Estimating the number of mtDNA fragments within each NUMT

Finally, if the mixed haplotype was encoded by the nuclear genome, then the AFs should decrease when the amount of mtDNA increased. To explore this, we harnessed ~3-fold difference in whole-blood mtDNA content arising from natural fluctuations in blood cell composition25. First, the number of copies of mtDNA-derived fragments within NUMTs was estimated to be between 2 and 20 (Fig. 5b, Methods). Importantly, the father and offspring from the same family carried a similar number of copies of the mtDNA-derived fragment; and families carrying the same NUMT had a similar number the mtDNA-derived fragments. Next, we modelled the theoretical haplotype AF for a NUMT with increasing mtDNA sequence coverage, scaling this upwards for sequences present more than once in the nuclear genome (NUMTs) (Fig. 5c). As predicted, higher mtDNA content was inversely correlated with the haplotype AF (R2 = −0.53, P < 2.2 × 10−16), and the same trajectory was seen for individuals within the same family (Fig. 5d).

Validation using long-read sequencing

To validate our bioinformatic strategy for NUMT detection in short-read sequencing, we carried out long-read (Oxford Nanopore PromethION) whole genome sequencing (WGS) in five individuals from the NIHR BioResource - Rare Diseases project26 (Methods), where short-read WGS data was also available from the same individuals26. Twenty-three NUMTs were detected from five individuals using short-read WGS. In the long-read sequencing data, all 23 NUMTs were supported by aligned long reads covering the entire NUMT. Large insertions from mtDNA sequences were observed in the aligned reads (Fig. 6) (Supplementary Table 3) (Methods). Interestingly, we observed that a common NUMT present in three of five individuals (68% in 11,035 trios) contained two separate fragments of the mtDNA sequence (fragment 1: mt 14803-14977 (+) and fragment 2: 12864-12714 (−)) incorporating two fragments from different strands of mtDNA concatenated and inserted into nuclear genome (Fig. 6). This observation confirmed that concatenated mtDNA NUMTs exist in humans, and that they are a common finding.

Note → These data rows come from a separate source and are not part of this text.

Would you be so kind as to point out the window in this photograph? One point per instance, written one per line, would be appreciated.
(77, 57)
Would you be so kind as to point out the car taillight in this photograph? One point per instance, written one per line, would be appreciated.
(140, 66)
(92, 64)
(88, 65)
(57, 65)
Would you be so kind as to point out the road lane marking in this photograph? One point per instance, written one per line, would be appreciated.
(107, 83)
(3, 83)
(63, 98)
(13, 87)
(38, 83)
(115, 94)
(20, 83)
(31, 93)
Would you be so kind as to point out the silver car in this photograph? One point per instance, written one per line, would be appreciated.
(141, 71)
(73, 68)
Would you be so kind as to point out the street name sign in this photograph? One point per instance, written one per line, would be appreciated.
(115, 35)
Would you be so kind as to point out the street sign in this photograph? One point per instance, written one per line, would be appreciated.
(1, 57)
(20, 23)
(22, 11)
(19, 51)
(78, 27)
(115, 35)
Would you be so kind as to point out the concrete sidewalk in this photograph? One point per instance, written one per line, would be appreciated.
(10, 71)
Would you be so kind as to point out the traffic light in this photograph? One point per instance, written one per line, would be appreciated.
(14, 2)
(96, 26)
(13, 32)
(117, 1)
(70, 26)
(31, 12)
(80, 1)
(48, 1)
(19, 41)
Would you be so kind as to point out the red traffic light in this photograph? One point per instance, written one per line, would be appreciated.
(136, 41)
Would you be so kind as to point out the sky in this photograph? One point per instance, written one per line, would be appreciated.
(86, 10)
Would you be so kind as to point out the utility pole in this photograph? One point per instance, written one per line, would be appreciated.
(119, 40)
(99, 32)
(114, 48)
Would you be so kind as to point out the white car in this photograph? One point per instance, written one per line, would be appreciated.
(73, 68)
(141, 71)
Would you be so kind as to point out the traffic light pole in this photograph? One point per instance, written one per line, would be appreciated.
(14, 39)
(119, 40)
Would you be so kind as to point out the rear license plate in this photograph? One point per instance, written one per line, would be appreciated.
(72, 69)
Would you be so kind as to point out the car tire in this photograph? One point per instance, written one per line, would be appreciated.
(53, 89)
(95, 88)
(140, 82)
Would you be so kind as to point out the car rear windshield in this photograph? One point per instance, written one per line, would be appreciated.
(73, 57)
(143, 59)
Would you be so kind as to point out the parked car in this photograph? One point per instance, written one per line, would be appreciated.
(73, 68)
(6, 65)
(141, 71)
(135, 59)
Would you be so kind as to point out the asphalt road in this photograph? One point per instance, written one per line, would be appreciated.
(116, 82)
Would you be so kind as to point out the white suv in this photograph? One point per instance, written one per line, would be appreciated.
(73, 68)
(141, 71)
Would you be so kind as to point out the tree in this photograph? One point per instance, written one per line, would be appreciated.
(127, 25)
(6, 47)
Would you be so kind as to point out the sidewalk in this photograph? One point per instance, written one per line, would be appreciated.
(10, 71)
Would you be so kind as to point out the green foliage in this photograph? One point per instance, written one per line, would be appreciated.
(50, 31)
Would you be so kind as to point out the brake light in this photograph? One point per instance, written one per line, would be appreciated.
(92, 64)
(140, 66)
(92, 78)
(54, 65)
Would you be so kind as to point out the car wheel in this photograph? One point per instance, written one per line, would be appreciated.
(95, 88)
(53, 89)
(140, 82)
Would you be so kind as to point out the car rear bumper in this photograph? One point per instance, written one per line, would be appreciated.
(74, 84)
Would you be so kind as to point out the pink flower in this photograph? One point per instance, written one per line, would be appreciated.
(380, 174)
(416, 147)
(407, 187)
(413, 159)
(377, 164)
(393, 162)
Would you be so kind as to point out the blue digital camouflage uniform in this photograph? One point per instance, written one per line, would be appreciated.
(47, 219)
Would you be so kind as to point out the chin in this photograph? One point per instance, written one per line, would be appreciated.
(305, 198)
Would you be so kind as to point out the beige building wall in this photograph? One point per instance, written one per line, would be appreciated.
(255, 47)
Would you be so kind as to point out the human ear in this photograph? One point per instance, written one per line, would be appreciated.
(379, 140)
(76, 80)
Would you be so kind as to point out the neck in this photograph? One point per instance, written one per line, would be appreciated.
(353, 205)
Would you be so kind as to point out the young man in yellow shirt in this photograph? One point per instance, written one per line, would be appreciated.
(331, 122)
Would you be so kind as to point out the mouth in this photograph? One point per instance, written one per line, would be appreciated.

Fig. 6: Validation of NUMTs using long-read (Oxford Nanopore PromethION) sequencing.
figure 6

Example shown is a concatenated mtDNA NUMT detected by both long-read sequencing and short-read sequencing. mtDNA and nuclear genome reference sequences are shown on the top in red and navy. Aligned short reads shown in orange and long reads in light blue. The sequenced genome included concatenated mtDNA sequences (fragment 1: mt 14803-14977 (+) and fragment 2: 12864-12714 (−)) inserted into chr5: 32,338,583. The two mtDNA fragments are coloured in red and plink. The sequences of the long reads aligned to two mtDNA fragments are also highlighted in red and pink. The remaining sequences aligned to nuclear genome in the same region. The IGV screenshot shows both long-read (top) and short-read (bottom) alignments. The insertion point on the nuclear genome is highlighted by the red box. The yellow bars on the long-read alignment are the large insertions from mtDNA sequences. Teal bars on the short-reads alignment are the discordant reads which one read aligned to nuclear genome and their mate reads aligned to mtDNA genome.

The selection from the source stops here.